宫保保一家三口,便有两个命境修士,若是能拉拢到手中,那幽雍手下的力量,便是一个极大的提升,即便兄弟反目,在利益面前,也是丝毫没有关系。
见宫保保就不开口,幽雍也心内自也不快,隐隐约约的便已感觉到此人怕是另有隐秘不曾被他知晓。
“宫道友,素闻你爱女如命,可如今见你这般,幽某心中倒有些想不明白了。难道,传言有假不成?”

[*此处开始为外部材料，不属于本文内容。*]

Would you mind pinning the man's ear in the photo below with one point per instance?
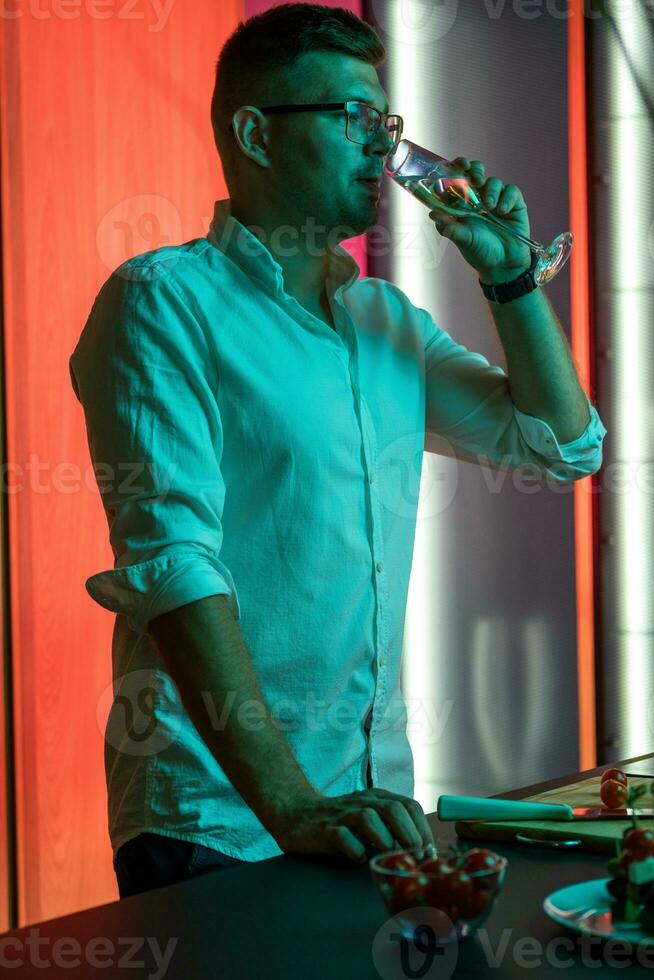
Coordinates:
(252, 134)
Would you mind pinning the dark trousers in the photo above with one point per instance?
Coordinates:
(152, 861)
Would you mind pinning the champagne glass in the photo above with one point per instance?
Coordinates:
(441, 185)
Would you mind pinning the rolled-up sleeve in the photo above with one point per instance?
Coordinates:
(148, 380)
(468, 403)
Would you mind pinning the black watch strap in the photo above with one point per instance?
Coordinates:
(504, 292)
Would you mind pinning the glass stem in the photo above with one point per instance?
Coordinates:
(534, 246)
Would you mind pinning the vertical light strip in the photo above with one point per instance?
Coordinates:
(628, 130)
(579, 306)
(421, 669)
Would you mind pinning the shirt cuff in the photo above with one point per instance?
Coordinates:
(584, 454)
(146, 590)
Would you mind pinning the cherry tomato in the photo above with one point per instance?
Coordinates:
(625, 859)
(451, 892)
(616, 774)
(613, 793)
(399, 862)
(410, 893)
(640, 840)
(479, 859)
(437, 866)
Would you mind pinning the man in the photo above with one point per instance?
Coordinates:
(263, 396)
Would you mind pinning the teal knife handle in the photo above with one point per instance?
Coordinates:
(481, 808)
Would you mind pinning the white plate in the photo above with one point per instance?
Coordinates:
(591, 904)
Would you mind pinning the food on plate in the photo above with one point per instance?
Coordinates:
(631, 885)
(613, 793)
(617, 774)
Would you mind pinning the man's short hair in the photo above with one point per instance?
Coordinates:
(266, 47)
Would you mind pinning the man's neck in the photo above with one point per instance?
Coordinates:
(306, 269)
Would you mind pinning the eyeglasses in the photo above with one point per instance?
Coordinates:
(363, 121)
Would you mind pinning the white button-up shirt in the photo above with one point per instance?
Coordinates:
(243, 447)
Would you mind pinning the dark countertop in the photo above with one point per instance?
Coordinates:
(295, 917)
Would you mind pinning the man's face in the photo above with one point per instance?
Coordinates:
(314, 170)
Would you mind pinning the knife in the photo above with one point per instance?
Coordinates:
(482, 808)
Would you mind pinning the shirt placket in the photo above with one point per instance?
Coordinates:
(369, 443)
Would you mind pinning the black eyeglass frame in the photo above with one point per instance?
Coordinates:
(343, 106)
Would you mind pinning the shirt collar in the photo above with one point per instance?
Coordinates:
(229, 236)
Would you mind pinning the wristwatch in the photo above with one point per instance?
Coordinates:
(504, 292)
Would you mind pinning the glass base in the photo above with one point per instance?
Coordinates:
(553, 258)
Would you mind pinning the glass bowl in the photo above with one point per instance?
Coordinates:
(437, 905)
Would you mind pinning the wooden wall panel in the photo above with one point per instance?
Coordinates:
(104, 121)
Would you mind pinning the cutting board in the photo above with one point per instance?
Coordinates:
(599, 835)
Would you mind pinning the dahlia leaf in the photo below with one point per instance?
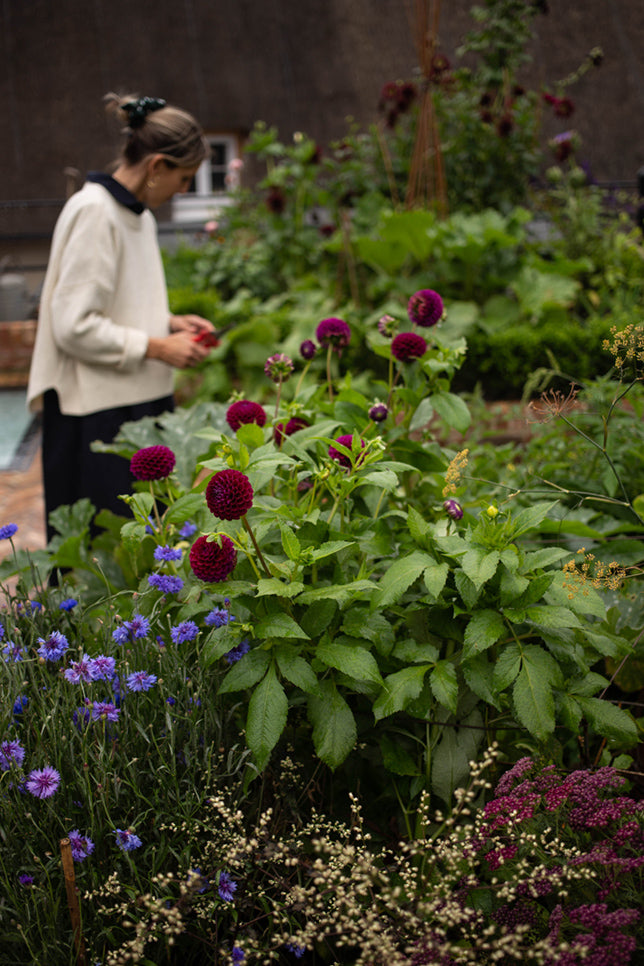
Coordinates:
(401, 688)
(245, 674)
(334, 727)
(482, 631)
(354, 661)
(399, 577)
(267, 712)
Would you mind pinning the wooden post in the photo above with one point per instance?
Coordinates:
(72, 900)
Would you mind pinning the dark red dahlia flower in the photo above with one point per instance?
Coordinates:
(245, 411)
(215, 561)
(425, 308)
(340, 457)
(152, 463)
(334, 332)
(408, 345)
(229, 495)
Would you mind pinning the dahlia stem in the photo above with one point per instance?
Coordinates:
(260, 556)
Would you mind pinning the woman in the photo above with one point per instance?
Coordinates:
(106, 344)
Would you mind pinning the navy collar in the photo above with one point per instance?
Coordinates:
(118, 191)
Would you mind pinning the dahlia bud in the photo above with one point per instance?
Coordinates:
(278, 367)
(453, 509)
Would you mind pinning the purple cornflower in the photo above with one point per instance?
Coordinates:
(453, 509)
(308, 349)
(226, 887)
(53, 647)
(13, 652)
(127, 841)
(217, 617)
(236, 653)
(82, 845)
(11, 753)
(43, 782)
(186, 631)
(82, 670)
(333, 332)
(166, 583)
(104, 668)
(140, 681)
(168, 553)
(278, 367)
(105, 710)
(68, 604)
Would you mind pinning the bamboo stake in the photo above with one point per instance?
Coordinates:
(72, 900)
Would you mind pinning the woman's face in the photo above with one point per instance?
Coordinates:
(165, 182)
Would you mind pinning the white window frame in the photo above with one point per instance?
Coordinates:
(203, 203)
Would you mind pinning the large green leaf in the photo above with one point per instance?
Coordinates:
(267, 711)
(334, 727)
(356, 662)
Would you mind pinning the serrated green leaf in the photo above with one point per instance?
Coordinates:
(435, 577)
(483, 630)
(480, 565)
(399, 577)
(267, 712)
(608, 720)
(246, 672)
(356, 662)
(296, 669)
(444, 685)
(400, 689)
(334, 727)
(278, 625)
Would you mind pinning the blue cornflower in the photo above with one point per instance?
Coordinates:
(68, 604)
(104, 668)
(11, 753)
(166, 583)
(82, 670)
(127, 841)
(236, 653)
(19, 706)
(168, 553)
(226, 887)
(82, 845)
(218, 616)
(13, 652)
(53, 647)
(140, 681)
(186, 631)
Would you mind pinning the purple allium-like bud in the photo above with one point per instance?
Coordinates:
(453, 509)
(152, 463)
(215, 561)
(245, 411)
(308, 349)
(340, 457)
(333, 332)
(407, 346)
(278, 367)
(229, 495)
(425, 308)
(387, 325)
(378, 412)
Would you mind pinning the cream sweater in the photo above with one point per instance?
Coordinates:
(104, 295)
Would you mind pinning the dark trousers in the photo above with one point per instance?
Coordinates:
(70, 469)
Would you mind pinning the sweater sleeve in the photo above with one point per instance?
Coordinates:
(81, 297)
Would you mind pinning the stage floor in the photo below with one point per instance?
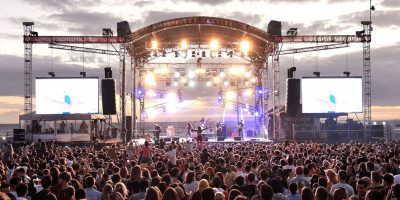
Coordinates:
(141, 141)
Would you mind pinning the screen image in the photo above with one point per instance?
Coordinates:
(331, 95)
(67, 95)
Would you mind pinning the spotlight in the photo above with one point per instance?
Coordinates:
(154, 44)
(248, 74)
(214, 45)
(184, 45)
(52, 74)
(167, 82)
(230, 95)
(245, 47)
(248, 92)
(149, 79)
(191, 74)
(230, 54)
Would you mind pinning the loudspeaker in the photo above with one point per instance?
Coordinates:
(123, 28)
(377, 131)
(275, 27)
(108, 72)
(292, 96)
(108, 96)
(224, 132)
(19, 135)
(128, 127)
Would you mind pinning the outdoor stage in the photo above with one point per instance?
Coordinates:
(141, 141)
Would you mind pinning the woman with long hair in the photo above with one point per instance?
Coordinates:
(331, 176)
(107, 191)
(190, 184)
(121, 188)
(153, 193)
(170, 194)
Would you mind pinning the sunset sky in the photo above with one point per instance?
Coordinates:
(88, 17)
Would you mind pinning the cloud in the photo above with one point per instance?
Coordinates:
(158, 16)
(89, 23)
(391, 3)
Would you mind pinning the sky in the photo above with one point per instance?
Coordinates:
(88, 17)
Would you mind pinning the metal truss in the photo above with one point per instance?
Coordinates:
(321, 39)
(122, 85)
(367, 75)
(28, 31)
(83, 49)
(314, 48)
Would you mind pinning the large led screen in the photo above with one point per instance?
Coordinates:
(67, 95)
(331, 95)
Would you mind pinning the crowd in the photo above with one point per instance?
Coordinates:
(182, 171)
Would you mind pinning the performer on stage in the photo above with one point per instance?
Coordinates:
(157, 132)
(240, 128)
(199, 137)
(188, 130)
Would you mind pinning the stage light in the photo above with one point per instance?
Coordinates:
(151, 112)
(229, 105)
(184, 45)
(216, 80)
(184, 80)
(214, 45)
(154, 44)
(200, 70)
(171, 107)
(191, 74)
(248, 74)
(245, 47)
(230, 95)
(248, 92)
(171, 97)
(149, 79)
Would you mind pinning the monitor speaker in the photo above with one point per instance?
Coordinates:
(123, 28)
(377, 131)
(275, 27)
(108, 96)
(292, 96)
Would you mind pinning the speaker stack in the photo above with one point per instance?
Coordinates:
(292, 96)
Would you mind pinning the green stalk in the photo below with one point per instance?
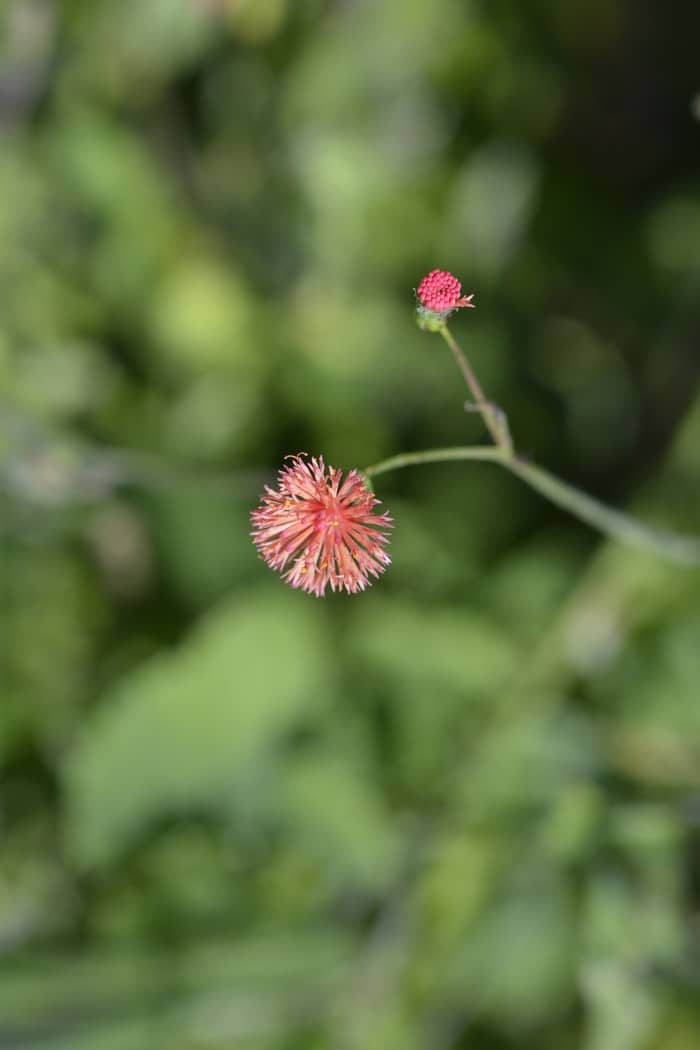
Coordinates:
(682, 549)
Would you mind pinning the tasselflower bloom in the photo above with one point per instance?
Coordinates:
(438, 295)
(319, 530)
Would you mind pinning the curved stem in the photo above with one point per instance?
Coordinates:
(435, 456)
(500, 433)
(683, 549)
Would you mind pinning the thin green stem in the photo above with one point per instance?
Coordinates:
(499, 432)
(435, 456)
(684, 550)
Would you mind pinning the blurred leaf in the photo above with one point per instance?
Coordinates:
(175, 735)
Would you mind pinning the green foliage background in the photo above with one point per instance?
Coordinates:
(460, 810)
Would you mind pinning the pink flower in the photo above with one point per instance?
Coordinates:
(318, 529)
(441, 292)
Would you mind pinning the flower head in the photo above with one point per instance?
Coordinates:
(439, 294)
(318, 529)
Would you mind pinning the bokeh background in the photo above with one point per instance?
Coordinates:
(460, 810)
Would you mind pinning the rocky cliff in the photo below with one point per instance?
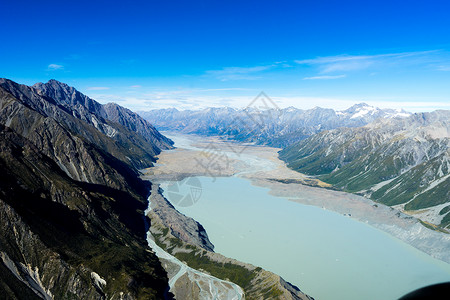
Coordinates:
(399, 162)
(71, 201)
(265, 124)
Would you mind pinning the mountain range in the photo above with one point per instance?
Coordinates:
(401, 162)
(265, 126)
(391, 156)
(72, 204)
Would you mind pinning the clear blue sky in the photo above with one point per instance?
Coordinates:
(151, 54)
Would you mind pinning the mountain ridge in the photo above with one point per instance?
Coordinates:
(272, 127)
(398, 162)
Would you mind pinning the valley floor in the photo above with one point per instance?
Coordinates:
(213, 157)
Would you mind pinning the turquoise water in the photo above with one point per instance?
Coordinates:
(325, 254)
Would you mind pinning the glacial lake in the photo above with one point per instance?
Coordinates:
(327, 255)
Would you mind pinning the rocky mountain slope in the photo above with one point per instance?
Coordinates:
(399, 162)
(271, 126)
(71, 201)
(189, 243)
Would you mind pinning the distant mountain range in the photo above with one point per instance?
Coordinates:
(273, 127)
(72, 204)
(392, 156)
(71, 199)
(399, 162)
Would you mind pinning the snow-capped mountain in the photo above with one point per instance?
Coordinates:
(274, 127)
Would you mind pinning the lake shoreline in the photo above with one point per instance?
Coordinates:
(260, 165)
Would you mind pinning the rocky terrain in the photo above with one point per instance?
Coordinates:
(399, 162)
(71, 201)
(265, 124)
(189, 243)
(72, 209)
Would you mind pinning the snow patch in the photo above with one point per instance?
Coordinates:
(100, 282)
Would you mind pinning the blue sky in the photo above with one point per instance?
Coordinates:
(191, 54)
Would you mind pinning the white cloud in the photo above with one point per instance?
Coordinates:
(97, 88)
(345, 63)
(325, 77)
(53, 67)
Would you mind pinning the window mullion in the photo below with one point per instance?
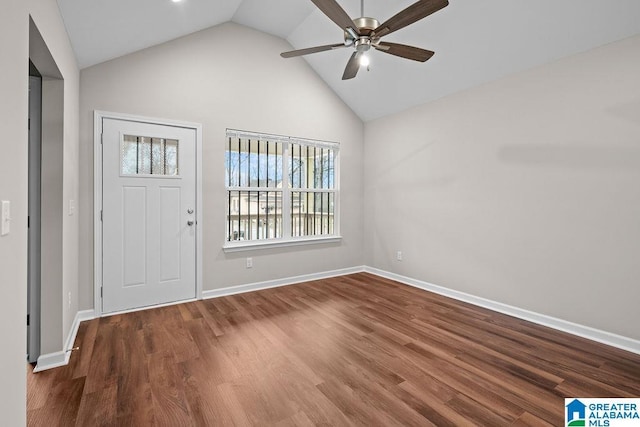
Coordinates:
(286, 192)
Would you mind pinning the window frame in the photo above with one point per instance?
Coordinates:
(287, 189)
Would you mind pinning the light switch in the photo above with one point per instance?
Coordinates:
(6, 217)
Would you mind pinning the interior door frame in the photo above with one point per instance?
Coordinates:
(98, 117)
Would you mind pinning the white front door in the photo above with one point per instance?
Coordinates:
(148, 214)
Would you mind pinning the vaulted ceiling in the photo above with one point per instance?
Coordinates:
(475, 41)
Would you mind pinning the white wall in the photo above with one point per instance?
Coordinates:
(228, 76)
(14, 57)
(524, 191)
(14, 48)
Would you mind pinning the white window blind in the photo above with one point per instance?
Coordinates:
(279, 189)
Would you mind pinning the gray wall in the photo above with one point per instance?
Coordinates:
(14, 48)
(228, 76)
(524, 191)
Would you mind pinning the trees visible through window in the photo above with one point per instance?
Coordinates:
(279, 188)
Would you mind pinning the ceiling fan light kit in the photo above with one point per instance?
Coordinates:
(364, 33)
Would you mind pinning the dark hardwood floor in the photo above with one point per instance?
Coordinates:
(352, 350)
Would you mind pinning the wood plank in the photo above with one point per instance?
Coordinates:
(351, 350)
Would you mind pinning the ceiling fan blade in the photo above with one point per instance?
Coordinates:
(408, 16)
(332, 9)
(300, 52)
(405, 51)
(353, 66)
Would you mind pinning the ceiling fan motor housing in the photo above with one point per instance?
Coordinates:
(365, 27)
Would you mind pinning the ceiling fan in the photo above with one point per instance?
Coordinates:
(364, 33)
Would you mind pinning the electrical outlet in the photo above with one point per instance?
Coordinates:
(6, 217)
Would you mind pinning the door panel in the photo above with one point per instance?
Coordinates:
(149, 200)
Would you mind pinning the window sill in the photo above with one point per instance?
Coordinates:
(266, 244)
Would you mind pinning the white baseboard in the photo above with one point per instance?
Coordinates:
(61, 358)
(240, 289)
(587, 332)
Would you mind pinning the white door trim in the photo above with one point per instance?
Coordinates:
(98, 117)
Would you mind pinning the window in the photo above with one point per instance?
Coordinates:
(279, 189)
(141, 155)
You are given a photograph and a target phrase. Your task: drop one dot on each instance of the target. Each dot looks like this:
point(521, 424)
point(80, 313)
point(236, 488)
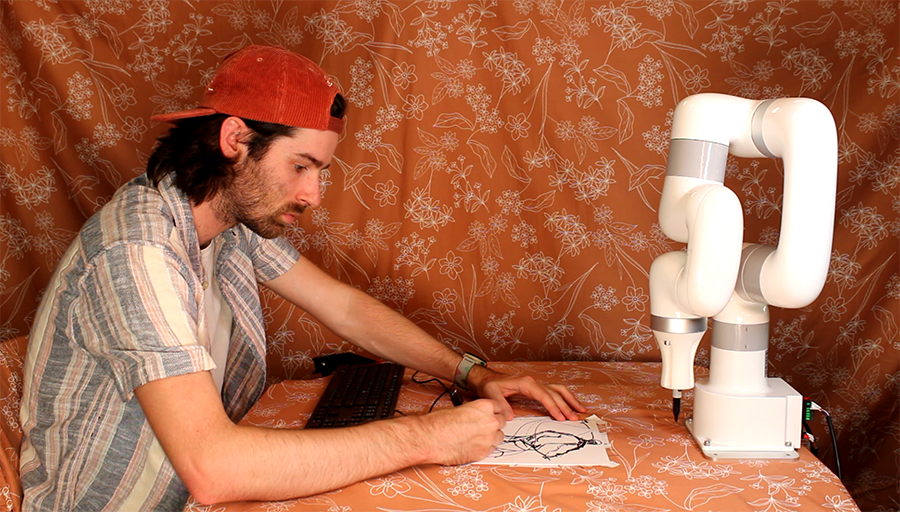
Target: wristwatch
point(463, 369)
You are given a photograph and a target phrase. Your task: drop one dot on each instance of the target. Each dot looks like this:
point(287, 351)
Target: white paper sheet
point(541, 441)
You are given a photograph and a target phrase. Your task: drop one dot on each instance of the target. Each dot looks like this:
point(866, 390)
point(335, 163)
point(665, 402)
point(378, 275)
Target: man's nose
point(309, 192)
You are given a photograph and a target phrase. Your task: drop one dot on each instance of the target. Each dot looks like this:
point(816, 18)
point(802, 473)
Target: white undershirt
point(218, 315)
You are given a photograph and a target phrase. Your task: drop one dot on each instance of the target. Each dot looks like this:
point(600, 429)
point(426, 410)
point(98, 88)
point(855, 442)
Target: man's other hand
point(464, 434)
point(556, 398)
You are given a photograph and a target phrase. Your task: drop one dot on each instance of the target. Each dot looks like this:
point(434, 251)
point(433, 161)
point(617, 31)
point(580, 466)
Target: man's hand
point(464, 434)
point(557, 399)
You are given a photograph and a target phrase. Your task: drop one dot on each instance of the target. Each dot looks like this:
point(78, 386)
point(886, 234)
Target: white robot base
point(764, 426)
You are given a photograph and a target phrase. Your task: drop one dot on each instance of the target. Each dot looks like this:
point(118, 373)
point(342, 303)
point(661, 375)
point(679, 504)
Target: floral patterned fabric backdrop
point(500, 172)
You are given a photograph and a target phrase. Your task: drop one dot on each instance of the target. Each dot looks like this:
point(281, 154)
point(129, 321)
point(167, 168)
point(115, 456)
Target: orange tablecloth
point(660, 467)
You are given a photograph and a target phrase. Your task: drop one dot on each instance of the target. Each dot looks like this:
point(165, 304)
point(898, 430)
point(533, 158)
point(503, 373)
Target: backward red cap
point(272, 85)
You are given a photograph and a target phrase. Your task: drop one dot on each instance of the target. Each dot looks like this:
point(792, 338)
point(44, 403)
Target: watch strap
point(460, 378)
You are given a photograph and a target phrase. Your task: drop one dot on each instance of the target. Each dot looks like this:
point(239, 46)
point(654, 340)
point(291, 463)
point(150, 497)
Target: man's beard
point(249, 198)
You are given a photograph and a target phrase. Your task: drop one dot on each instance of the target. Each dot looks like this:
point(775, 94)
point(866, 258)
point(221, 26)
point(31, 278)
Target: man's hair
point(191, 151)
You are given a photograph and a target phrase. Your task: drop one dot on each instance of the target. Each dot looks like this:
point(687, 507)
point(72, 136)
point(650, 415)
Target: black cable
point(837, 457)
point(447, 391)
point(811, 438)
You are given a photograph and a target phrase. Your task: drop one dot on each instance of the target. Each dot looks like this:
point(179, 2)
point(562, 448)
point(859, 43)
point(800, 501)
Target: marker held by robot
point(676, 403)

幽雍这话,面上看去,不过是激将而已。可这语气上,却大有强逼之意。
你宫保保前日说要给女儿治病,如今我们都已经帮你找好了救命之法,却还推三阻四。难道是欺我幽家无人么?
这话虽然不曾说出口,但意思却已是摆了出来。
幽罗天听得幽雍这话一出,半合的双眼立时便睁了开来,法力运转周身,只要宫保保敢说半个不字,那今日便是要大战一场!
宫保保感觉到了他方才还内敛的杀意,此刻已经毫不遮掩,只是思来想去,却仍是不曾做出决断。
“宫道友,莫要自误啊!”幽雍面上的笑意已然收了起来,说话也是冰冷。
“夫君!既然三公子这般有心,咱们若是再拒绝,未免有些太不识时务了吧!何况,珠儿的病,已然拖不得了。我看,我们一家便随三公子北上吧!”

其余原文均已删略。